The defendant was described in court as a ‘functioning’ alcoholic, as he works full time on a farm and caravan site, but drinks heavily when not working.
Richard Sealy, prosecuting, said the incident happened on March 2 at an address on Thelwall Lane, Latchford.
Mrs Fletcher had also been drinking beer, the court heard.
“The defendant disputed pushing her and causing her to stumble,” said Mr Sealy.
“He accepts he has headbutted her face at least twice and punched her to the arm.”
The court heard Mrs Fletcher suffered bruising to the eye and arm, and a cut to the head, during the attack, although she did not require hospital treatment.
A ‘trivial’ argument was said to have sparked the assault.
Her husband has now been banned from going within 100m of her Thelwall Lane home, or from contacting his wife, who says the marriage is over.
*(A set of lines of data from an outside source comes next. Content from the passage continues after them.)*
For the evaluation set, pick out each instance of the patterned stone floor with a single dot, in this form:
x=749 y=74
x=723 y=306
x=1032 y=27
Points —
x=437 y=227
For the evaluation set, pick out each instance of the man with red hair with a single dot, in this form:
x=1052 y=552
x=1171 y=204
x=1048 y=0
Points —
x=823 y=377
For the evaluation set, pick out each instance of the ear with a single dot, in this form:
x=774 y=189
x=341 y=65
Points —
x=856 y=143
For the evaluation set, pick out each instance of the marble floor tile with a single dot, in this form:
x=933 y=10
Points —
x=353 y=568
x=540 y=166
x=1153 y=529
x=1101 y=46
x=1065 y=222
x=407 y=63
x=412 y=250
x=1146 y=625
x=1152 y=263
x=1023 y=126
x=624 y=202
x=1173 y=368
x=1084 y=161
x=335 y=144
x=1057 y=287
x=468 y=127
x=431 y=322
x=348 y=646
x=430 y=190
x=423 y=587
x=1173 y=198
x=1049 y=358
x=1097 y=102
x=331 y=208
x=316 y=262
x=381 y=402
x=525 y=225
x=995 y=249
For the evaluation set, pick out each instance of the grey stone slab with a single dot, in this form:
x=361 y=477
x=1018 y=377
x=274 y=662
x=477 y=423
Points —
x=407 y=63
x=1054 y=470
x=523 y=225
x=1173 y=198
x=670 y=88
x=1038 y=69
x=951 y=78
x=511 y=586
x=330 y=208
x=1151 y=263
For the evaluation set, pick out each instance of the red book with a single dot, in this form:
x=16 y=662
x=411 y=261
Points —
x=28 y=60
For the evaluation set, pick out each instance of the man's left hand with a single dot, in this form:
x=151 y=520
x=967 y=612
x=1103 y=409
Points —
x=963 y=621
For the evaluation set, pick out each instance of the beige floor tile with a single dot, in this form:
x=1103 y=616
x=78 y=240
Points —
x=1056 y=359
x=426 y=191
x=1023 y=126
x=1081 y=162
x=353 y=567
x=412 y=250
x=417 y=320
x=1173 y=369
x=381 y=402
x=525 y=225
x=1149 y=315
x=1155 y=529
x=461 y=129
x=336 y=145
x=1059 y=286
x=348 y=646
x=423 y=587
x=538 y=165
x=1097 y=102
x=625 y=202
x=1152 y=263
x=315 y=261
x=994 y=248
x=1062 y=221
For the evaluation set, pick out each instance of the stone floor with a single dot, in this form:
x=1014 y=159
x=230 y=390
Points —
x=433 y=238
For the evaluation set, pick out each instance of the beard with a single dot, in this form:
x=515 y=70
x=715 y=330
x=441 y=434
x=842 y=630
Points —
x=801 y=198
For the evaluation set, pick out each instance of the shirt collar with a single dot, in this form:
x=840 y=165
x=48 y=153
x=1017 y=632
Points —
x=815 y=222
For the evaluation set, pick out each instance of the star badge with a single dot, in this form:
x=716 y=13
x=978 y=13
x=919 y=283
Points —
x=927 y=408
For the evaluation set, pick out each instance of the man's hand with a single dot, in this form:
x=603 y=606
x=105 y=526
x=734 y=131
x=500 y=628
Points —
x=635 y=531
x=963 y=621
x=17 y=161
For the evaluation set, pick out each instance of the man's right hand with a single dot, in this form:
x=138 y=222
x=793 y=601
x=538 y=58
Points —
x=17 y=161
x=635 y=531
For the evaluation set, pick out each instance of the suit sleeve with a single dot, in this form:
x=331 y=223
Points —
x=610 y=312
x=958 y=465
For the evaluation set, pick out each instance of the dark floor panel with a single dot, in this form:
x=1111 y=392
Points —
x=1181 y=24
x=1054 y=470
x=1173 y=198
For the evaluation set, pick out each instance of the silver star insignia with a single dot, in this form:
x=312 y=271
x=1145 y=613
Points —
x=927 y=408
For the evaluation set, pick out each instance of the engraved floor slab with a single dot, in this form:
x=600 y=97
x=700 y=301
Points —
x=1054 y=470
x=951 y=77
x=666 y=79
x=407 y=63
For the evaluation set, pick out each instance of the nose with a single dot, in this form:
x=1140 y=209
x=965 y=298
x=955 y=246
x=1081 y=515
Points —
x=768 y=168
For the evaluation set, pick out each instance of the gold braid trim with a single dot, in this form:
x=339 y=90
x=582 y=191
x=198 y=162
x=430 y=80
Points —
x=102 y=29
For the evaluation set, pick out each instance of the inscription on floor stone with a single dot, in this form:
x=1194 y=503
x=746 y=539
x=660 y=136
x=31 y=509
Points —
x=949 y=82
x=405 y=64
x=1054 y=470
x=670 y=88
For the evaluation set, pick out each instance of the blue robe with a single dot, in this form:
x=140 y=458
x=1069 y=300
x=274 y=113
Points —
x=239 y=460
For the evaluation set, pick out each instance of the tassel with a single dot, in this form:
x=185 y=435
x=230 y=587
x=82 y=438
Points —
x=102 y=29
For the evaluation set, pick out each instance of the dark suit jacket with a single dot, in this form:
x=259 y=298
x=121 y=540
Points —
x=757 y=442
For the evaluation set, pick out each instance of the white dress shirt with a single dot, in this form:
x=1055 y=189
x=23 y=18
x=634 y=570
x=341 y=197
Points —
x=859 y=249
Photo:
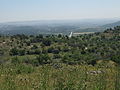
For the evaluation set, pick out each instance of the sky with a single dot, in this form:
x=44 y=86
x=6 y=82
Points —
x=24 y=10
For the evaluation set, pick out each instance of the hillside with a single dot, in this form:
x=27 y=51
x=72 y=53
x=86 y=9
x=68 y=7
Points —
x=57 y=62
The court heard there has been other incidents of violence during the marriage, but Fletcher said he is ‘contrite and remorseful’.
Police were informed two days after the latest attack, and the defendant had hoped to rekindle the relationship.
Those hopes were ended by the restraining order being imposed.
Fletcher, who pleaded guilty to assault by beating on March 31, was sentenced to 18 weeks in prison, suspended for two years.
Sue Dodd, chairman of the bench, said: “You are not going to prison today.
“You did, however, come very close to it.”
Fletcher will also be under supervision for two years and undergo a domestic violence programme.
The restraining order will remain in place for two years.